Brooks: Twilight. No doubt! Stephenie Meyer’s Twilight series has been hugely popular among young Mormon girls–and young girls in particular. I confess I’ve never read Twilight. But what I know–about sparkly vampires and seduction plots and Bella’s passivity–pains me.
TCJWW: What has the reception been from the Mormon community over your book and the subsequent media coverage? How has the community felt, as a whole, with the outside world now paying closer attention to the religion and having more eyes prying into their privacy?
Brooks: I’ve gotten very positive and sweet mail from Mormon readers across the orthodoxy spectrum, as well as some rather mean-spirited responses in major Mormon media. 2012 was a very nervous year for Mormon people–we are so sensitive to how we are portrayed in the media, and most of us generally feel misunderstood. Additionally, many observant Mormons prefer that official LDS Church spokespeople be in charge of telling the Mormon story. My book says that we all have a part of the story to tell.
TCJWW: Aside from the traditions and the holidays, how do you explain the fundamental stories of God to your children in a dual-religious household?
Brooks: We are raising them to be bilingual. They understand that there are Jewish views of God and Mormon views of God, and places where these different versions and visions touch, and places where they do not, but the most important view of God happens through applied faith and ethics–how we treat others. And we have a pretty consistent view of how to treat others in our household. Regardless of religion.

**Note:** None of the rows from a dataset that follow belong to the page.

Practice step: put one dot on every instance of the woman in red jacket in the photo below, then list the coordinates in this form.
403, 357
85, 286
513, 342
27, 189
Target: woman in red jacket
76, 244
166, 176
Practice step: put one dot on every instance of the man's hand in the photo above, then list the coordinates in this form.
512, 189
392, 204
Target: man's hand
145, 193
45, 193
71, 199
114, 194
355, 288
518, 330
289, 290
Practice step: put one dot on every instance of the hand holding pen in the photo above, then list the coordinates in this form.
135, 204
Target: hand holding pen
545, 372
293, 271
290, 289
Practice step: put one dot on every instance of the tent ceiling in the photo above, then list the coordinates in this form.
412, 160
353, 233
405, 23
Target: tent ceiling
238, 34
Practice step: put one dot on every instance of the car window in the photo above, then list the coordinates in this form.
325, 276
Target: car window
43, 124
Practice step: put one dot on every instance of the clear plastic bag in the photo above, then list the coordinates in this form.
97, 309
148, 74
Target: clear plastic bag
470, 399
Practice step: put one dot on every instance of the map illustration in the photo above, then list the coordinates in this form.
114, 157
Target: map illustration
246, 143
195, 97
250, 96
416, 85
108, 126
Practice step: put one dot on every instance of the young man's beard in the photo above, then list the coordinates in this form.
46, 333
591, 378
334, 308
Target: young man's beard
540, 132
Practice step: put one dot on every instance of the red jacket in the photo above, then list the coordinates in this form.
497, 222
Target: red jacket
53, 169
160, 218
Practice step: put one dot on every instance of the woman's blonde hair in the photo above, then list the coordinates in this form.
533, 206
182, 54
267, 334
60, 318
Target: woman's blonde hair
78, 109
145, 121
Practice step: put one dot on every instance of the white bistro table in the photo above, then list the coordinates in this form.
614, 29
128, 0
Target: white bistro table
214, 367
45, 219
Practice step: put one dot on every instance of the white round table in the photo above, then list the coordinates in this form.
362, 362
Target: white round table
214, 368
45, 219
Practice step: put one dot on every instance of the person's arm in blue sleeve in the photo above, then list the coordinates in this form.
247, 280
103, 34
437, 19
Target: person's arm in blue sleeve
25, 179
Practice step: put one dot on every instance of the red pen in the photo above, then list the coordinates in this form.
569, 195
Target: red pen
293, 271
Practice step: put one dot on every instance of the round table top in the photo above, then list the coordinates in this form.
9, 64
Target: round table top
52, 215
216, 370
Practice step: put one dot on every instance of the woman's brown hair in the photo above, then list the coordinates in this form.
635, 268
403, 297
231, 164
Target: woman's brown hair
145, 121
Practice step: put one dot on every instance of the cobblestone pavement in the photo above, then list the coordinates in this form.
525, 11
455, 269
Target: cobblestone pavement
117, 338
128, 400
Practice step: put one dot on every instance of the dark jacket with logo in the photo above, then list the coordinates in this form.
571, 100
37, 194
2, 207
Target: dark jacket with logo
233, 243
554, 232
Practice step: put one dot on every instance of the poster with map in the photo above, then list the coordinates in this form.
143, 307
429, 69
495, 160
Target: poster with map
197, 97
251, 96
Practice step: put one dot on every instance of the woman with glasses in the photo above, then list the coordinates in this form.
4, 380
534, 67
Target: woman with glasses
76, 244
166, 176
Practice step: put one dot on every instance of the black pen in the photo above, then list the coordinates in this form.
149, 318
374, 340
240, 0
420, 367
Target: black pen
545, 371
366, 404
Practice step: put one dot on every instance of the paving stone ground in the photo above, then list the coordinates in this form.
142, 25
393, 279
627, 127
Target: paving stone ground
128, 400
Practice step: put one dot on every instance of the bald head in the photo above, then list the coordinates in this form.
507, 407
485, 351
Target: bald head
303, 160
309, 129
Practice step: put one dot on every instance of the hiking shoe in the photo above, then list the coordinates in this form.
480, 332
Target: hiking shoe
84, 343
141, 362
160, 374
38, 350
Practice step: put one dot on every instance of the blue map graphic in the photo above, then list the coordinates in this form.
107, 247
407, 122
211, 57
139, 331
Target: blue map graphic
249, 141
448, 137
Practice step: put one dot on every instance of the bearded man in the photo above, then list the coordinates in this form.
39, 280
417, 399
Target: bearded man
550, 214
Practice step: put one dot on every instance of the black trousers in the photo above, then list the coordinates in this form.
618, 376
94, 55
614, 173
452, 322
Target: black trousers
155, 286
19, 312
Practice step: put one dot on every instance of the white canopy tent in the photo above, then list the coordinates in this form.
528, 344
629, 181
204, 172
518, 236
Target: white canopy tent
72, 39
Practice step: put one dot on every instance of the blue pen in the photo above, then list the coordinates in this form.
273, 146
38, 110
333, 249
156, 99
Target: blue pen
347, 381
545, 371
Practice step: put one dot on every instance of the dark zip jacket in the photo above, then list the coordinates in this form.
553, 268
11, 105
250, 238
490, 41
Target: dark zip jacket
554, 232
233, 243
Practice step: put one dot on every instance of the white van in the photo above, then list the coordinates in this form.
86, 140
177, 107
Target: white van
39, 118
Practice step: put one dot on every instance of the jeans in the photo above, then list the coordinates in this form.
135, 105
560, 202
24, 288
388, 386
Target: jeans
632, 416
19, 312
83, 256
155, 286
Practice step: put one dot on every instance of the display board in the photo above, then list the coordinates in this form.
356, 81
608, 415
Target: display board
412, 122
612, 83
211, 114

TCJWW: Wear Pants to Church Day occurred on December 16, 2012. You called it “the largest concerted Mormon feminist effort in history.” What conversations has this event welcomed and where do Mormon feminists go from here?
Brooks: It’s such an important time of renewed conversation in Mormon families, households, and communities. Conversation and education are to my mind crucial next steps. Personally, I’m committed to developing more resources for the education of young Mormon feminists, and I’ll launch a new book project to that end in the next few months.
TCJWW: If Mormon doctrine doesn’t strictly prohibit a break from traditional gender roles, like women wearing pants to church, why is it so difficult for the Church to have a conversation addressing gender? What would it threaten?
Brooks: Gender has played a specific and unique role in Mormon theology. At the same time, feminism has been unnecessarily stigmatized and constructed as a threat to the faith, despite a strong history of Mormon feminism. Separating out the real role of gender in Mormon theology from the stigmas attached to feminism takes careful thinking–careful separation of the doctrinal from the customary and social. That’s the conversation we are just beginning to have.
TCJWW: What is your response to fellow members of the Church who claim that your efforts are misguided
Brooks: They are certainly free to have their views!
TCJWW: You have very fond memories about growing up LDS. Have your adult perceptions and revelations about the Church changed the way you reminisce about your childhood?
Brooks: Of course. That’s why The Book of Mormon Girl reaches more readers than just Mormons–it’s about that very human, very common experience of growing up and stepping into the complexity of adulthood, drawing strength and comfort from childhood memories but also gaining a newly necessary critical eye.